Out of scope: DAG-based hierarchical skill aggregation (spec §6) and anything downstream of it. This package's output boundary is the sub-skill score — it never computes a skill-level (DAG-aggregated) score.


Requirements

  • Python >= 3.12
  • uv as the package manager — do not use bare pip/venv in this repo.

Install

uv sync

This creates .venv/ and installs numpy/scipy plus the pytest/pytest-cov/coverage dev group.

Test

uv run pytest
  • Coverage is enforced at 90%+ via --cov-fail-under=90 in pyproject.toml (current actual coverage is 100%). A term-missing report prints uncovered lines directly in the terminal; coverage.xml is also written.
  • Run a single file: uv run pytest tests/models/test_threepl.py
  • Run with verbose test names: uv run pytest -v

Add a dependency

uv add <package>          # runtime dependency
uv add --dev <package>    # dev-only dependency (linters, test tools, etc.)

Publishing to PyPI

This package is set up to publish via uv, using the uv_build backend ([build-system] in pyproject.toml). hb-irt is confirmed available (not yet registered) on PyPI as of this writing.

One-time setup

  1. Create accounts on both TestPyPI and PyPI if you don't have them.
  2. Generate an API token for each (Account Settings -> API tokens). Scope the token to the project once it exists there, or use an account-wide token for the very first upload.
  3. Do not commit tokens. Export them as an environment variable per upload, or use uv publish --token <token> interactively (avoid putting the token in shell history — prefer the environment variable form below).

Build

uv build

Produces dist/hb_irt-<version>-py3-none-any.whl and dist/hb_irt-<version>.tar.gz. Inspect the sdist before publishing if you've changed packaging config:

tar -tzf dist/hb_irt-*.tar.gz    # confirm only src/, LICENSE, README, pyproject.toml are included

Publish to TestPyPI first (recommended)

Always do a dry run on TestPyPI before the real index — a version number can never be reused on PyPI once published, even if deleted.

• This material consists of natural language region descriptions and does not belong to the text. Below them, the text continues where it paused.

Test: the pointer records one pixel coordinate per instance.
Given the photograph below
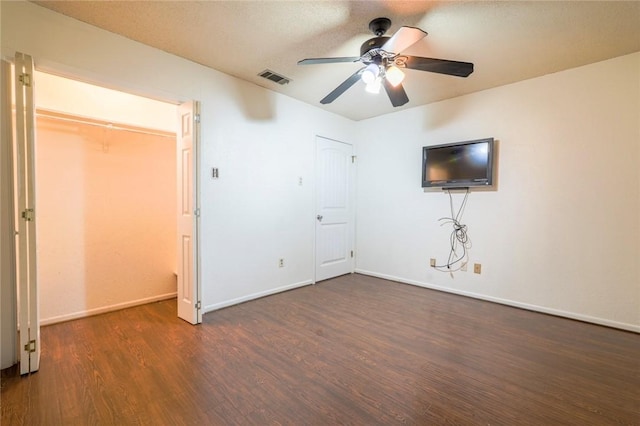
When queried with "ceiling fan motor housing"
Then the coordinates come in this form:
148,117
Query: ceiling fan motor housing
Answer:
373,43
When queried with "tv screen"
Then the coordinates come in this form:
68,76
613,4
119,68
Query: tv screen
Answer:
458,165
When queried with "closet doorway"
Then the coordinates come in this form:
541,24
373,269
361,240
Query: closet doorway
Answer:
106,199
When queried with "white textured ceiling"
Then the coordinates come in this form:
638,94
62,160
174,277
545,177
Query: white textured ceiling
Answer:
507,41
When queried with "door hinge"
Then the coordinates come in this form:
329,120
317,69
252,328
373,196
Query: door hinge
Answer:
25,79
28,215
30,347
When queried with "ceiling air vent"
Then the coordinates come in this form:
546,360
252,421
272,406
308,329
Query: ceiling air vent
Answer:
276,78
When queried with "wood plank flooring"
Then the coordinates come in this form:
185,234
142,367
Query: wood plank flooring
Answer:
352,350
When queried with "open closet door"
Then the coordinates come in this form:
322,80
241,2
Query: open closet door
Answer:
189,290
24,187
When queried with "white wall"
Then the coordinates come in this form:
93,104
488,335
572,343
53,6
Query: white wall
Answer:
562,232
556,236
255,213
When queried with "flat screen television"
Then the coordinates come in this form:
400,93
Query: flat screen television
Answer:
458,165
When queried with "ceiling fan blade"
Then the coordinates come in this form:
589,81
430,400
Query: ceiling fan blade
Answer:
402,39
312,61
397,95
342,88
441,66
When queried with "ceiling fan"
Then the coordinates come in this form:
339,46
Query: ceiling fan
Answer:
383,60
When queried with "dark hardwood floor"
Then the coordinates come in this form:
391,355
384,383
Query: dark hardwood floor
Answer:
352,350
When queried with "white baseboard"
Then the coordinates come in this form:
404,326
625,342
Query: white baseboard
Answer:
104,309
220,305
529,307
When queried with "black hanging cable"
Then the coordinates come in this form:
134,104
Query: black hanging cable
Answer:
458,234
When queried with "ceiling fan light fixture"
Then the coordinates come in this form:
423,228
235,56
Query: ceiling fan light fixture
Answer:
394,75
374,86
370,73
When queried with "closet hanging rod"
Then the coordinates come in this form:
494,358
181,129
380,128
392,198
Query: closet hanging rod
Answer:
101,123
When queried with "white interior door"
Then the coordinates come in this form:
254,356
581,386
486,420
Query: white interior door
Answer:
28,316
334,209
189,305
8,295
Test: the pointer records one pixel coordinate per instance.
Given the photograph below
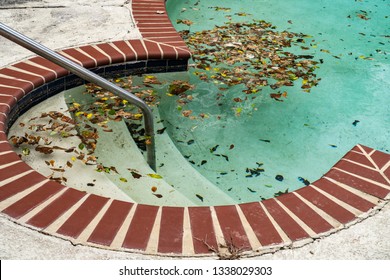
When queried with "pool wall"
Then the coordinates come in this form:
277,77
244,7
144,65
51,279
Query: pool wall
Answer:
354,188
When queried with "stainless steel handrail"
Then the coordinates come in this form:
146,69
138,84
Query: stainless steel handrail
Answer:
89,76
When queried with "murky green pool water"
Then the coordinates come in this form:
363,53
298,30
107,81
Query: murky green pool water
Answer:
276,146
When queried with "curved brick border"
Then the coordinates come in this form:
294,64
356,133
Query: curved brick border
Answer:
357,184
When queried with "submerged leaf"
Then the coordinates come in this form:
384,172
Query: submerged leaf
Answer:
155,176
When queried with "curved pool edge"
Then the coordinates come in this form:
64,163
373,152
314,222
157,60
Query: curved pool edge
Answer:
353,189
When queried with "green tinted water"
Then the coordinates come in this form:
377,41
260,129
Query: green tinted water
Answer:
281,146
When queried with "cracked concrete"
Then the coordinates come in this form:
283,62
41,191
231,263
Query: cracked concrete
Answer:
65,24
68,25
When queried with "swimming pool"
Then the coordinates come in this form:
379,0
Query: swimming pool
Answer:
249,146
354,188
274,146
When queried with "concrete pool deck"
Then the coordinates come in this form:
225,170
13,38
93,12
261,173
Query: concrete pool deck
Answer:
366,240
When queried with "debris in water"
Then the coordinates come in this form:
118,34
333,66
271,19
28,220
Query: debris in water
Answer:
279,178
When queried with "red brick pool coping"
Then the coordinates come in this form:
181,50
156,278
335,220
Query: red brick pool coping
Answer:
354,188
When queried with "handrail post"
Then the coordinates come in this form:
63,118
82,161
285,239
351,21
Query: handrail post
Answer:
89,76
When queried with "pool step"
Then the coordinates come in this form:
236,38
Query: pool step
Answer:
329,204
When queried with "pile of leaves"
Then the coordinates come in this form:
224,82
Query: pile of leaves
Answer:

UV_PUBLISH_TOKEN=<test-pypi-token> uv publish --publish-url https://test.pypi.org/legacy/

Then verify installability from TestPyPI in a scratch venv:

uv venv /tmp/hb-irt-smoke && uv pip install --python /tmp/hb-irt-smoke/bin/python \
  --index-url https://test.pypi.org/simple/ --extra-index-url https://pypi.org/simple/ hb-irt

(--extra-index-url is needed because numpy/scipy aren't on TestPyPI.)

Publish to PyPI

UV_PUBLISH_TOKEN=<pypi-token> uv publish

Versioning

pyproject.toml's [project].version is the single source of truth. hb_irt.__version__ reads it at runtime via importlib.metadata.version("hb-irt") (see src/hb_irt/__init__.py) — there is nothing else to keep in sync.

Before each release:

  1. Bump version in pyproject.toml (follow SemVer: this is pre-1.0, so breaking changes can land in 0.x minor bumps — bump the patch version for fixes, minor for additions/breaking changes while pre-1.0).
  2. Run uv run pytest (100% coverage gate must pass).
  3. uv build, then publish to TestPyPI, verify, then publish to PyPI.
  4. Tag the release in git (git tag v<version>) once published — ask before pushing tags to a shared remote.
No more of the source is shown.